Using goaccess to parse & display traffic for multiple sites

Posted on Apr 21, 2019

//deprecated

Long story short, I host a lot of websites at my lab. Everything runs through a central nginx reverse proxy. For a while I’ve thought about using stuff like loggly to parse these logs and throw up some neat data on where the traffic is going, when its busy etc. I stumbled upon goaccess last week and it revived my interest in it.

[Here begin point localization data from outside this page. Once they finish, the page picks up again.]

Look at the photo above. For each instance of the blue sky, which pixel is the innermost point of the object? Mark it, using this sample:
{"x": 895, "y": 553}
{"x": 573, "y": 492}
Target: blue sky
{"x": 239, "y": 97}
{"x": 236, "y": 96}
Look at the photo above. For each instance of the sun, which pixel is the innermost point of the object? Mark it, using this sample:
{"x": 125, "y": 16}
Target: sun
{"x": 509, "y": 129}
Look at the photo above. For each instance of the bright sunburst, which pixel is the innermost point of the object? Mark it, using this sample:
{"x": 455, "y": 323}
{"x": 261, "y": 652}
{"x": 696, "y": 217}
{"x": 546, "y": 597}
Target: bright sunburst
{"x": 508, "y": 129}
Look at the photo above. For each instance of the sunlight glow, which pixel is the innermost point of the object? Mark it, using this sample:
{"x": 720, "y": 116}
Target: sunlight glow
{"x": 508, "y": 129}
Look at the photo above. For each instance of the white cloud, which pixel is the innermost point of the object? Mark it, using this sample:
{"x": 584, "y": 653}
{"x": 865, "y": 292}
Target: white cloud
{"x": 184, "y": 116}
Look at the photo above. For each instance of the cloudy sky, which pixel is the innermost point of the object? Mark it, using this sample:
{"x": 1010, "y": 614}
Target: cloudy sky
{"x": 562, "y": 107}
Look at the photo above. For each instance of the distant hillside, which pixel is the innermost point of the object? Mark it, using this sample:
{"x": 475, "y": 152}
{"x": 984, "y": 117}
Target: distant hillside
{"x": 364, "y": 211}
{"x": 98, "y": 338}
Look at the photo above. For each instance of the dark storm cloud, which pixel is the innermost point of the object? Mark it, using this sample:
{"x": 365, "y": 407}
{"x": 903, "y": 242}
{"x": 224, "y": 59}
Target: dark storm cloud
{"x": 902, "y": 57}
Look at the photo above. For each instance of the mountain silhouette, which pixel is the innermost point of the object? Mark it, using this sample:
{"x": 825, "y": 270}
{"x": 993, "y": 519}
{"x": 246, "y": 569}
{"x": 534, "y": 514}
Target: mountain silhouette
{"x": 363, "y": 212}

The good news is it’s super easy to setup and you can 100% automate it. I set mine up on the reverse proxy VM so I didn’t need to faff about with rsyncing master logs about – it takes 15-17 seconds to parse all my logs and run it through the maxmind geo-ip database and output the html so it’s pretty efficient. (that’s around 750mb of logfiles). I’m using ubuntu 16.04 also.

getting started

Installing goaccess;

echo "deb http://deb.goaccess.io/ $(lsb_release -cs) main" | sudo tee -a /etc/apt/sources.list.d/goaccess.list
wget -O - https://deb.goaccess.io/gnugpg.key | sudo apt-key add -
sudo apt-get update
sudo apt-get install goaccess

There’s a tonne of changes you can make to the /etc/goaccess.conf config files, here’s what I did - just added these three lines to the top of the config;

time-format %T
date-format %d/%b/%Y
log_format %h - %^ [%d:%t %^] "%r" %s %b "%R" "%u"

And edited these lines;

html-report-title honk.ie stats - updated every 15 minutes
exclude-ip 10.0.0.0/24

With that done, lets create our folder to setup the scripts and automate this. I used /opt/goaccess/ and will use that for this example - feel free to choose whatever you want.

mkdir /opt/goaccess && cd /opt/goaccess && wget https://geolite.maxmind.com/download/geoip/database/GeoLite2-City.tar.gz
tar -xzf GeoLite2-City.tar.gz && mv GeoLite2-City_*/GeoLite2-City.mmdb . && rm -rf GeoLite2-City_* && rm -rf GeoLite2-City.tar.gz

This makes the folder, downloads the maxmind geoip database - tars it and moves the database into the working directory and cleans up the leftovers.

Let’s grab a master version of the current logs too;

zcat -f /var/log/nginx/*access.log* > /opt/goaccess/master.log && zcat /var/log/nginx/*access.log.*.gz >> /opt/goaccess/master.log

scripts

nano build.sh

#! /bin/bash

SERVER_LOG='/var/log/nginx/*.access.log'
MASTER_LOG='/opt/goaccess/master.log'
HTML_OUT='/var/www/stats.honk.ie/index.html'
BLACKLIST='/opt/goaccess/spammers.txt'

cat $SERVER_LOG >> $MASTER_LOG
awk -i inplace '!seen[$0]++' $MASTER_LOG

goaccess -f $MASTER_LOG $(printf -- "--ignore-referer=%s " $(<$BLACKLIST)) --geoip-database /opt/goaccess/GeoLite2-City.mmdb --agent-list --no-progress -o $HTML_OUT

NOTE: If you’re using a different logs location, or using apache instead update these variables. Additionally make sure we’re writing to where you want the index.html to be placed for your site. Before running this, make this folder and chown it so nginx can read it;

mkdir /var/www/yoursite.tld/ && touch /var/www/yoursite.tld/index.html  && chown -R www-data. /var/www/yoursite.tld

nano spam.sh

#! /bin/bash

cd /opt/goaccess/

wget --timestamping --output-file=wget-cron.log https://raw.githubusercontent.com/piwik/referrer-spam-blacklist/master/spammers.txt

crontab

Here’s all I’m using for crontab entries;

*/15 * * * * /opt/goaccess/build.sh > /dev/null
0 3 * * 1 /opt/goaccess/spam.sh > /dev/null

So it updates the html every 15 minutes and every Monday morning at 3am updates the spammers.txt. All that’s left to do is setup how you want these stats displayed, and direct nginx towards it and you’re all set.